RN Care Manager- REMOTE

University of Oklahoma

Oklahoma, OK

ID: 7147331 (Ref.No. ta231291)
Posted: May 25, 2023
Application Deadline: Open Until Filled

Job Description

Job Description

--- 

OU Sooner Health Access Network

RN Care Manager

 

Job Title: Full time REMOTE RN Care Manager.  Must be based in the Oklahoma City Area.

 

NOTE: This position is a full-time remote position in Oklahoma City Area reporting to managers in Tulsa. The RN Care Manager will be provided with a laptop and monitors to be based from home in the OKC area. Travel is required to Tulsa occasionally for meetings. Care management is completed telephonically and in person with members during home visits, clinic, hospital and specialty visits, etc.

 

 

Purpose of Job: The RN Care Manager is responsible for all aspects of care for high risk members with chronic behavioral and/or health conditions, partnering with members and their caregivers, physicians and the health care team to provide timely access to ongoing and long term needed care, continuity of care across all settings, informed and shared decision making, and linkages to supportive services and community resources. This also includes palliative care.

 

Major Responsibilities:

  • Identify and document member’s goals.
  • Assessment of member’s medical and behavioral health, and social determinants of health.
  • Assess barriers to achieving goals including health status, functional abilities, behavioral health, social issues, environmental and safety concerns, caregiver stability, self-management skills, and life care planning.
  • Assess member’s strengths and confidence in achieving goals.
  • Monitor and evaluate plans including progress toward goals, health status, medication reconciliation and member experience.
  • Review and interpret medical test results.
  • Evaluate effectiveness of medical treatments.
  • Recognize and communicate signs and symptoms of change in member’s health status.
  • Depending on the care management pathway followed, contact is provided daily to at least monthly to members:
    • home visits to evaluate home environments and family relationships, and to provide support and self-management coaching.
    • medical and pycho-social appointments to facilitate collaboration
    • telephone calls.
    • hospital visits.
    • secure email.
  • Crisis management.
  • Link member and caregiver to supportive community services as needed and follow up to confirm contact.
  • Facilitate access, communication and collaboration between member and all providers.
  • Provide and coordinate transition services across all settings of care.
    • Communicate care plan to all providers in all settings of care (Emergency Department, hospital, rehabilitation facility, home care, nursing home and specialists).
    • Ensure member, caregivers and providers receive timely information for treatment decisions across all settings.
    • Coordinate/verify services, equipment and supplies are in place.
    • Reconcile medications at every contact.
  • Regularly maintain records to document and monitor the care management activities in the management information system.
  • Participate in regular interdisciplinary case staffing meetings and reviews.
  • Communicate and collaborate with other providers (e.g., specialists, respiratory therapists, nutritionists, physical therapists, home health providers, care managers, social workers, etc.) by optimizing the office-based care team to send, receive, and triage information flows among the providers.
  • Communicate with, educate and advise members and family, helping them to understand conditions and treatments.
  • Participate in Quality Improvement activities.
  • Monitor identified performance measures and deliverables and provide regular progress reports - Report submission will be determined as performance measures and deliverables are identified.
  • Follow and practice defined evidence based protocols in all care management related activities and responsibilities.
  • Other duties as assigned.

 

Values:

  • Demonstrate and apply principles of person-centered, strength-based philosophy, motivational interviewing, shared decision making, coaching and adult learning
  • Demonstrate a sensitivity and responsiveness to a variety of cultural values and beliefs and social determinants of health
  • Practice trauma informed approach

 

Community Representative:

  • Serve as an OU representative on community boards and task forces

 

 

Job Requirements

--- 

Job Qualifications:

Registered Nurse (RN), Bachelor of Science in Nursing or Associates Degree in Nursing with at least two years’ experience in care management or currently enrolled in a BSN Program, with at least three years’ experience in community based nursing.

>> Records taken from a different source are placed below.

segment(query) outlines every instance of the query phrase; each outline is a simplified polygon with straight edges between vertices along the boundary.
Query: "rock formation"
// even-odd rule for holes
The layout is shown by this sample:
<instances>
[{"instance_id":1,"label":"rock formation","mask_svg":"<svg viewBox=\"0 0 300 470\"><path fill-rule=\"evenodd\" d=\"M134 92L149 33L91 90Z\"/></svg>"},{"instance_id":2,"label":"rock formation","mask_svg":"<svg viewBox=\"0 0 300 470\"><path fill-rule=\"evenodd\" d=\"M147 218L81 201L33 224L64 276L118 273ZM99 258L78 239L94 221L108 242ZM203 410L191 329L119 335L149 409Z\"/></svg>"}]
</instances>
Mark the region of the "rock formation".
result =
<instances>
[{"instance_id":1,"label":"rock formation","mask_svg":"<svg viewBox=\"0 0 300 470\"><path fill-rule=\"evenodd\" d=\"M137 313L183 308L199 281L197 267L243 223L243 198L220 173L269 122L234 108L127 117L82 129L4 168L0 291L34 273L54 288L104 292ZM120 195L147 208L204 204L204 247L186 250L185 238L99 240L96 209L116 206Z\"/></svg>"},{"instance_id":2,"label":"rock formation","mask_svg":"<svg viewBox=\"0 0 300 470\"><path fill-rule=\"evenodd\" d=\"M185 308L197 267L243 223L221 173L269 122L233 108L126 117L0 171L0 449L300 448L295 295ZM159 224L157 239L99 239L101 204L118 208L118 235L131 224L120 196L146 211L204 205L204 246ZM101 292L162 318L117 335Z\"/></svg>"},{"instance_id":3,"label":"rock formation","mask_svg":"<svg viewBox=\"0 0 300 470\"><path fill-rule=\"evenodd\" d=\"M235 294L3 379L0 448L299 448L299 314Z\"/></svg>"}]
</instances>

License in good standing in the state of Oklahoma

Excellent oral and written communication skills

 

Equal Employment Opportunity Statement:  The University of Oklahoma, in compliance with all applicable federal and state laws and regulations, does not discriminate on the basis of race, color, national origin, sex, sexual orientation, genetic information, gender identity, gender expression, age, religion, disability, political beliefs, or status as a veteran in any of its policies, practices, or procedures. This includes, but is not limited to, admissions, employment, financial aid, housing, services in educational programs or activities, and health care services that the University operates or provides.

Diversity Statement:  The University of Oklahoma is committed to achieving a diverse, equitable, and inclusive university community by recognizing each person's unique contributions, background, and perspectives. The University of Oklahoma strives to cultivate a sense of belonging and emotional support for all, recognizing that fostering an inclusive environment for all is vital in the pursuit of academic and inclusive excellence in all aspects of our institutional mission.